Dieciocho veces se habían convulsionado, con sus cuerpos arqueándose sobre la cama y sus bocas abiertas en gritos silenciosos mientras una oleada de placer tras otra las embestía.
Dieciocho veces se habían corrido —un fluido espeso y transparente que empapaba las sábanas, salpicaba su piel y se acumulaba en el hueco de sus clavículas y en las curvas de sus cinturas.
Dieciocho veces habían suplicado, rogado, gimoteado, gritado hasta que sus voces se quebraron y todo lo que quedó fueron jadeos entrecortados y gemidos roncos.
Solo entonces Casio se detuvo por fin.
Apartó las manos de sus cuerpos temblorosos, limpiándose la resbaladiza humedad en los muslos antes de bajarse de la cama.
La jarra de agua estaba en la mesita auxiliar, y se sirvió un vaso con la desenfadada tranquilidad de un hombre que acababa de terminar un entrenamiento ligero en lugar de haber devastado por completo a dos mujeres.
A su espalda, Joy y Carmela yacían hechas un desastre.
Estaban despatarradas sobre las sábanas deshechas, con las extremidades enredadas en un montón de carne exhausta.
Sus pechos subían y bajaban con respiraciones entrecortadas, su piel resbaladiza por el sudor y sus propios jugos, el pelo pegado a sus rostros.
Cada músculo de sus cuerpos gritaba con el tipo de fatiga que proviene de ser llevadas mucho más allá de cualquier límite razonable.
Y lo peor de todo es que ambas estaban cubiertas de jugos de amor —los suyos propios, salpicados y untados por sus estómagos, sus pechos, sus rostros.
Había incluso en su pelo, goteando de sus barbillas, acumulado en el hueco del ombligo de Joy, donde un pequeño piercing de plata captaba la luz.
Parecían menos unas guerreras santas y más las protagonistas de un cuadro extremadamente explícito.
Pero ninguna de las dos tenía energía para que le importara.
Joy miraba fijamente al techo, su mente era un vacío blanco y absoluto.

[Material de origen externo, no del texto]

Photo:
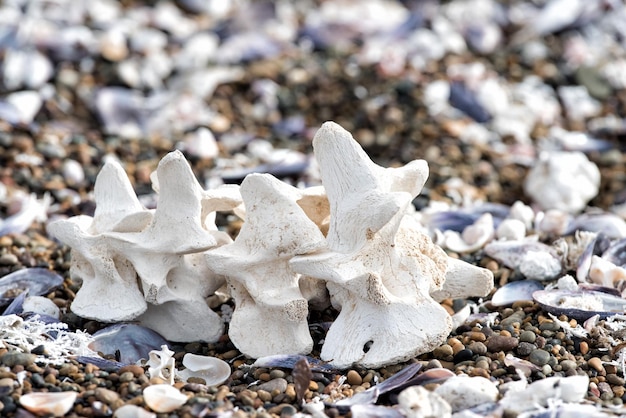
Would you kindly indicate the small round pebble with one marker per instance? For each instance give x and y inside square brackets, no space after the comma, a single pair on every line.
[539,357]
[528,337]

En algún lugar de la lejanía, era vagamente consciente de que casi se había encontrado de nuevo con la Diosa de la Luz.
No a través de la oración o la intervención divina, sino a través del puro y abrumador placer que había empujado su conciencia al borde de la existencia.

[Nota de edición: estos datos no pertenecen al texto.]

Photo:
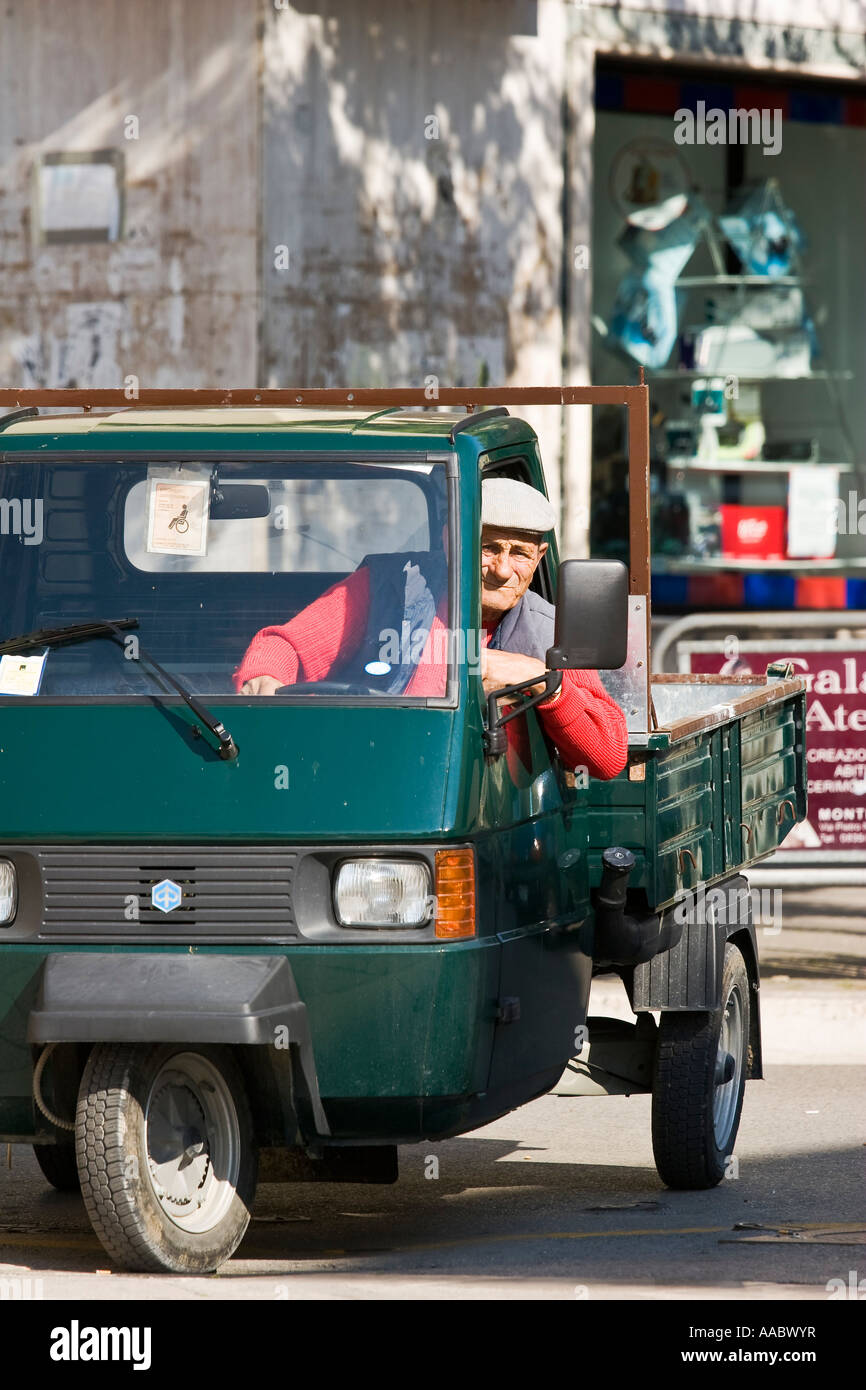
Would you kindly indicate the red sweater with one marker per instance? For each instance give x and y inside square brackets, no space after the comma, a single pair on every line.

A su lado, Carmela estaba experimentando su propia crisis.
La última vampiresa antigua de su clan, una mujer que había sobrevivido a décadas de guerra y cacerías, había sido reducida a un tembloroso montón de carne por los dedos de un hombre.
Ya ni siquiera encontraba en su interior la fuerza para enfadarse.

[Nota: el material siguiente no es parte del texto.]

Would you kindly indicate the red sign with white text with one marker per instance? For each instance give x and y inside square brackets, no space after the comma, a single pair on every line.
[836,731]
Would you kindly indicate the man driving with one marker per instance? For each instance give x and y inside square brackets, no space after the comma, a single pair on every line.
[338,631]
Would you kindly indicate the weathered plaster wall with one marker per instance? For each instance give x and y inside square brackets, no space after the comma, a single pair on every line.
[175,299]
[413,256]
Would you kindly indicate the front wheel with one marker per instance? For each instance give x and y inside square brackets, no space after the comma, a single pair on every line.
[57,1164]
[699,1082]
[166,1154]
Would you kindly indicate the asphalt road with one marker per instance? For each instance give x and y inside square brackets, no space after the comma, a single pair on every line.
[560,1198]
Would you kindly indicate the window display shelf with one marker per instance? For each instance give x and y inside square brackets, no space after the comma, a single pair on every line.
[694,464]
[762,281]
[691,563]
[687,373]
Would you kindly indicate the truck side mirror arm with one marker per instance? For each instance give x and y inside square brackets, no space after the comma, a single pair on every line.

Estaba demasiado cansada. Demasiado vacía. Demasiado completa, absolutamente agotada.
Pero aun así, a pesar de todo, ambas sabían que tenían que escapar, así que hicieron su movimiento.
Casio apuró su vaso y lo dejó con un suave tintineo.
Pero cuando se giró de nuevo hacia la cama, encontró a ambas mujeres intentando moverse.
Pero… era una imagen patética.
Se arrastraban por la cama a cuatro patas, arrastrando sus cuerpos flácidos hacia el borde con toda la velocidad y la gracia de caracoles heridos.
Las alas de Joy se arrastraban tras ella, dejando rastros húmedos en las sábanas.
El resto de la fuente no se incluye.